Non-targeted metabolomics plays a crucial role in the wave of precision medicine and biomarker discovery. However, the identification of compounds remains challenging due to the incompleteness of the existing spectrum reference library. To solve this problem, the German Federal Institute of Materials Research and Testing (BAM) and a research team from the Free University of Berlin jointly developed FIORA, an open source graph neural network (GNN), designed to simulate the process of tandem mass spectrometry to help improve the accuracy of mass spectrometry recognition.
The core of the FIORA model is that it uses local neighborhood information of bonds in molecules to learn the breaking patterns of compounds, thereby deriving the probability of fragmented ions. Compared with the traditional fragmentation algorithms ICEBERG and CFM-ID, FIORA performs excellent in quality prediction and can predict other features such as retention time (RT) and collision cross-section (CCS). This pioneering research result was published in Nature Communications on March 7, 2025.
FIORA’s design makes full use of high-performance GPUs, quickly validate putative compound annotations, and significantly expands the spectral reference library with high-quality predictions. This progress is of great significance to promote research on non-targeted metabolomics, especially when analyzing unknown compounds. Research in this field has been slow in the past decade due to the scarcity of high-quality reference spectrum. For example, the 2016 CASMI Challenge showed that the recall rate of computer simulation methods was only 34%, while it was not even 30% in 2022. This shows the urgent need for a new solution.
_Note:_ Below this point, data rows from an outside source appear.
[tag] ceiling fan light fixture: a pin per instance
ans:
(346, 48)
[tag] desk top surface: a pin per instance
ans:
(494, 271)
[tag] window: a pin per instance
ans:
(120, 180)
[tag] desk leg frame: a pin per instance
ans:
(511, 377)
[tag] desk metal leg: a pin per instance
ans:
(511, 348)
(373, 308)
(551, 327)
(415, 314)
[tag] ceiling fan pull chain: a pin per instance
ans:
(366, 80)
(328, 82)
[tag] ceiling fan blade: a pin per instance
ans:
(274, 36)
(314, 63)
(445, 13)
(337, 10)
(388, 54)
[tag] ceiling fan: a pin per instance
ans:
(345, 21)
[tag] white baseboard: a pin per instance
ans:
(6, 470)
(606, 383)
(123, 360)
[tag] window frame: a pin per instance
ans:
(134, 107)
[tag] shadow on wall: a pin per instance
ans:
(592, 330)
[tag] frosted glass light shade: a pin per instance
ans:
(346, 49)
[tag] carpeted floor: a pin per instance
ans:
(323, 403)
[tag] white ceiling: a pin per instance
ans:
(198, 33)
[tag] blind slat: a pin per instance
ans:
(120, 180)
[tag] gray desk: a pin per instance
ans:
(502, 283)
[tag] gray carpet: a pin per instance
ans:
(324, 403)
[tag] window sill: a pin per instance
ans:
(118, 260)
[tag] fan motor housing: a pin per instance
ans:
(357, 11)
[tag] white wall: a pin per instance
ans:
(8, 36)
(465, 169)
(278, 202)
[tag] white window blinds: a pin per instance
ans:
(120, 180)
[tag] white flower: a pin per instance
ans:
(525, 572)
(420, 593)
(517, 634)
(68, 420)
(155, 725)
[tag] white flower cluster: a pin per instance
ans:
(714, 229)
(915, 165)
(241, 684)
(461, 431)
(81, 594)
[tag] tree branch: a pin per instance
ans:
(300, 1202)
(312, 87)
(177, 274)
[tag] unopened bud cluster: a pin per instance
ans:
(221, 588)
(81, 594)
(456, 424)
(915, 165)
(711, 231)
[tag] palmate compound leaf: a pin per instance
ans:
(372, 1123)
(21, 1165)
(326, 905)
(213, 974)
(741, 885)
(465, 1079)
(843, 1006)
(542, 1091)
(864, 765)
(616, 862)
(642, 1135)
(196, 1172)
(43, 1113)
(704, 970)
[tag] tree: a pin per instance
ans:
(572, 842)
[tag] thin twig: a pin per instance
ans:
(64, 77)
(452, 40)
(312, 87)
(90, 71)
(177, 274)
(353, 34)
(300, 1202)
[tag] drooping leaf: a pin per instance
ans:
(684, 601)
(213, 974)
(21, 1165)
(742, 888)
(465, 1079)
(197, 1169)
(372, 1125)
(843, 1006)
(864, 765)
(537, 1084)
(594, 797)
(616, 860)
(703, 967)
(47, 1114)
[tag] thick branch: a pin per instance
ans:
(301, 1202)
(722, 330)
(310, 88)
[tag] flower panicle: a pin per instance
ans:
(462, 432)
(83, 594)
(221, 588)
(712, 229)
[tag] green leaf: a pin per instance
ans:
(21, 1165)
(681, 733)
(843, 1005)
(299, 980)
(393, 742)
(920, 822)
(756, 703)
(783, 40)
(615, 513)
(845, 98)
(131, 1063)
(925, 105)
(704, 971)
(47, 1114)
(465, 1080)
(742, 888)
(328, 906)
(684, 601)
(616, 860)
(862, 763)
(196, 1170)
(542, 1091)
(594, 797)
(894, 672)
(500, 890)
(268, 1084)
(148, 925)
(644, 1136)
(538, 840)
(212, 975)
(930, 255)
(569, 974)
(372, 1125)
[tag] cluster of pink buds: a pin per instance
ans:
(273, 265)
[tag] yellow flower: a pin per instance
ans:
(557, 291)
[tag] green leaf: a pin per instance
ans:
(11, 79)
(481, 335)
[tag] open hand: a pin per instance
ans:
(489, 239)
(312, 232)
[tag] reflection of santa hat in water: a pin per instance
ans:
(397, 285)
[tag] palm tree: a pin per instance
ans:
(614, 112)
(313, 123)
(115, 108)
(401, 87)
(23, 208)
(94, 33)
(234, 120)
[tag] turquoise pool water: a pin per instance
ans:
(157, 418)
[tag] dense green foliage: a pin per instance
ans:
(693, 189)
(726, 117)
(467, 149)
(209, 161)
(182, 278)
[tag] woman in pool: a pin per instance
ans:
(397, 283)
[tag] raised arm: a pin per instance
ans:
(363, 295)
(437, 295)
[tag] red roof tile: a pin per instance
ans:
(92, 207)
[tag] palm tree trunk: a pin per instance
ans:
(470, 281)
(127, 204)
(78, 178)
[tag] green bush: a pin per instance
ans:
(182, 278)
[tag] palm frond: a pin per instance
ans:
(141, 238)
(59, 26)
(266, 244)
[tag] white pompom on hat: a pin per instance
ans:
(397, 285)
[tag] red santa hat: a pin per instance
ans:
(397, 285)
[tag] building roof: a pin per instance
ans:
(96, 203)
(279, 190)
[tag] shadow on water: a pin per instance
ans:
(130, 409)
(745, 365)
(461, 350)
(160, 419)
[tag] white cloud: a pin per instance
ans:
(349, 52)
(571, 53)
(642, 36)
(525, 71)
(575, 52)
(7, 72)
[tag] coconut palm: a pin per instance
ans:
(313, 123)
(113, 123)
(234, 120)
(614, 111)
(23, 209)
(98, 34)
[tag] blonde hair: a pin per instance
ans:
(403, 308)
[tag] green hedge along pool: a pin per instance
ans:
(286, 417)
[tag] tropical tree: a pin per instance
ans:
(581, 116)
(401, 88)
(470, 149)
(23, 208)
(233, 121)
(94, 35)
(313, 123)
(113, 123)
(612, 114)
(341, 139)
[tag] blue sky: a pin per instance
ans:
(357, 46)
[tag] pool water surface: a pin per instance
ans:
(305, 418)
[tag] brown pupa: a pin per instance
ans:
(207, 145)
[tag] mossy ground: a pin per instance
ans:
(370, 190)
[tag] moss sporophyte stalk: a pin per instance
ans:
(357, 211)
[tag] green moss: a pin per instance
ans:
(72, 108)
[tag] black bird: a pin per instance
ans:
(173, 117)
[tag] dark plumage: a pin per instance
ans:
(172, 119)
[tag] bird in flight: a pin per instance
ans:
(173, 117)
FIORA is unique in that it can independently evaluate bond dissociation events based on the local structure of each compound. This method simulates the physical fragmentation process in mass spectrometry more directly than many existing algorithms. Furthermore, FIORA not only performs well when targeting similar compounds, but also its ability to promote unfamiliar structures is impressive.
To ensure its effectiveness, FIORA tested on multiple data sets and the results showed that the median similarity between its predicted mass spectra and reference spectrum reached more than 0.8, and in some cases, 10% to 49% higher than the competition algorithm. In addition, FIORA's modular design allows it to adapt flexibly to different predictive goals, showing excellent versatility.
The launch of FIORA not only fills the gap in mass spectrometry analysis, but also provides a powerful tool for future compound identification and research.